Asma, the mother of a seven-year-old boy who has been treated by MAP, said that they have resorted to using sea water for cooking, washing and laundry, due to the lack of clean water.
“My son can’t sleep through the night because he can’t stop scratching his body. We sleep on the ground, and he plays on sand where worms come out underneath us,” she told Medical Aid for Palestinian (MAP), from a United Nations school in Deir al Balah where she is sheltering.
“We cannot bathe our children as before…there’s nothing. The sea is all sewage.”
Since July, Medical Aid for Palestinian (MAP) have recorded more than 4,100 preventable skin infections, including scabies, chicken pox, bullous impetigo and nonbullous impetigo.
Philippe Lazzarini, head of the UN agency that assists Palestine refugees, UNRWA, said that the “collapse” of the waste management system in Gaza had created “a dangerous recipe for diseases to spread”.
“Piles of trash are accumulating in the scorching summer heat.

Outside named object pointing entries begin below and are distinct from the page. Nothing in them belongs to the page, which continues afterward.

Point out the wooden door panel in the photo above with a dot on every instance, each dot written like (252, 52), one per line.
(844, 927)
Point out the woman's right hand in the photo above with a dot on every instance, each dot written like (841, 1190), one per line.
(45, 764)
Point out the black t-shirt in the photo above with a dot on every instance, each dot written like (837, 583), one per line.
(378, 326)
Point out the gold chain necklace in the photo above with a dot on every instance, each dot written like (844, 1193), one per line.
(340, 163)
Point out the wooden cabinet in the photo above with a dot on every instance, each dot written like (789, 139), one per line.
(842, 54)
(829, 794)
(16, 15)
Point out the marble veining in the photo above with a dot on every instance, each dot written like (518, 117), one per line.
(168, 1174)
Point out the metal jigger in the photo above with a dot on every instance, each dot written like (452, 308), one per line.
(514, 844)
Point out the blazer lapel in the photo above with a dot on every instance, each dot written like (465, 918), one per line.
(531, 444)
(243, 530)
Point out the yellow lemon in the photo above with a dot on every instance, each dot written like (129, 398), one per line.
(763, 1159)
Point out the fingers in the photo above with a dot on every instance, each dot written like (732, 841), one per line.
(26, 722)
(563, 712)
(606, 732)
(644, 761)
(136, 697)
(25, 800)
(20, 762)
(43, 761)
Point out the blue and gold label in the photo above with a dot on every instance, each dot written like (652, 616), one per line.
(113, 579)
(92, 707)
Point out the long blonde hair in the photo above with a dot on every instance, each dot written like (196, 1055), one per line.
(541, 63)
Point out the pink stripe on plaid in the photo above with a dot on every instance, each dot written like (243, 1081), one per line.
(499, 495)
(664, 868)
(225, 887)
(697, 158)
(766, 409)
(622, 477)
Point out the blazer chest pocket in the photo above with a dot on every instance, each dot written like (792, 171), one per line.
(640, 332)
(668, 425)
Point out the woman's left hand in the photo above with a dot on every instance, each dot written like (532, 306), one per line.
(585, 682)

Sewage discharges on the streets while people queue for hours just to go to the toilets,” he said.
Continued Israeli shelling has badly damaged Gaza’s water system.
All of Gaza’s desalination plants, 88 per cent of its water wells, and 70 per cent of all sewage, as well as the main water quality testing laboratories have all been damaged during the conflict, according to a report published by Oxfam last month.
Owing to the destruction of water facilities, the obstruction of aid and the severing of external water supplies, Gazans have around 4.7 litres of water per person per day for all purposes including drinking, cooking and bathing, it found.
This is less than a third of the recommended minimum for emergencies of at least 15 litres per day, according to the United Nations.
Last month, Israel’s Coordinator of Government Activities in the Territories (Cogat), the Israeli body responsible for facilitating aid in Gaza, said that it had established a team to address sanitation issues.
“The team is also exploring additional measures to improve sanitation in Gaza, including repairing wells, upgrading desalination plants, and extending water lines,” it said.
Aid groups have attempted to repair the infrastructure, install septic tanks and distribute clean water and chlorine tablets, but working in the Gaza Strip remains extremely difficult.
“The humanitarian aid we’ve been able to deliver so far, including water bottles, medical supplies, and hygiene kits, has been nowhere near enough to meet the scale of this crisis,” said Alison Griffin, Head of Conflict and Humanitarian Campaigns at Save the Children UK.
MAP’s Deputy Director of Programmes in Gaza, Mohammed Al Khatib, who is based in Khan Younis, said that it is the complex interaction of high temperatures, the ruptured sewage system and “solid waste everywhere” that has fuelled the surge in emerging infectious diseases.
Earlier this month, the United Nations reported a major outbreak of Hepatitis A, an inflammation of the liver caused by the virus of the same name, among children in the crowded enclave.
“Almost everyone I know has somebody in his or her family who has been contacted with hepatitis A, including our staff,” said Ms Alhaddad.
“Usually, doctors ask people to quarantine for hepatitis A, but this is something quite impossible.People are encamped in small areas, sometimes multiple families live in one tent,” she said.
“When people describe the scenes [in Gaza] as tragic, I feel that the word now does injustice, words cannot describe the tragedies that we are seeing on the ground.”